Setelah beliau wafat (setelah tahun 1917) dinding ini kemudian diplester dengan semen. Adapun pada bagian lantai dan loteng di diganti pada tahun 1997 oleh BP3 Batusangkar. Pada bagian tiang dalam masjid (asli) sudah dilapisi oleh ahli waris dengan papan guna perkuatan dan pencegahan terhadap rayap.
Deskripsi Arkeologis
Surau Latiah terbuat dari bahan kayu (bambu) yang dikombinasikan dengan plester (pasir dan semen). Bagian atap berbentuk gonjong dengan bahan terbuat dari seng, dan kerangkanya terbuat dari kayu dan bambu.
Bagian tubuh dari Surau Latiah terdiri dari tiang-tiang yang menjadi penopang dari bangunan surau, dan beberapa bukaan. Tiang-tiang yang terdapat di dalam bangunan utama berjumlah 12 buah tiang.
Bukaan - bukaan antara lain berupa pintu dan jendela, pintu utama berada di sisi utara.
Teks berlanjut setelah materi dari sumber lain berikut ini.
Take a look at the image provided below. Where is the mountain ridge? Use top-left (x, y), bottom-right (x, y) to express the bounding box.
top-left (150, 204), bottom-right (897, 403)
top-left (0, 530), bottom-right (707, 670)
Sisi selatan terdapat 3 buah jendela, di sisi barat terdapat enam buah bukaan berupa jendela, dan di sisi timur terdapat lima buah jendela dan sebuah pintu masuk.Pada sisi timur dari ruang utama Surau Latiah terdapat empat buah kamar yang pintunya tidak penuh hingga ke bagian bawah, dan sebuah ruangan dengan pintu penuh hingga ke bagian bawah. Bagian lantai terbuat dari kayu, dan pernah diganti pada tahun 1997 yang dilakukan oleh BP3 Batusangkar.
Fungsi
Fungsi lama dan sekarang adalah tempat ibadah agama Islam.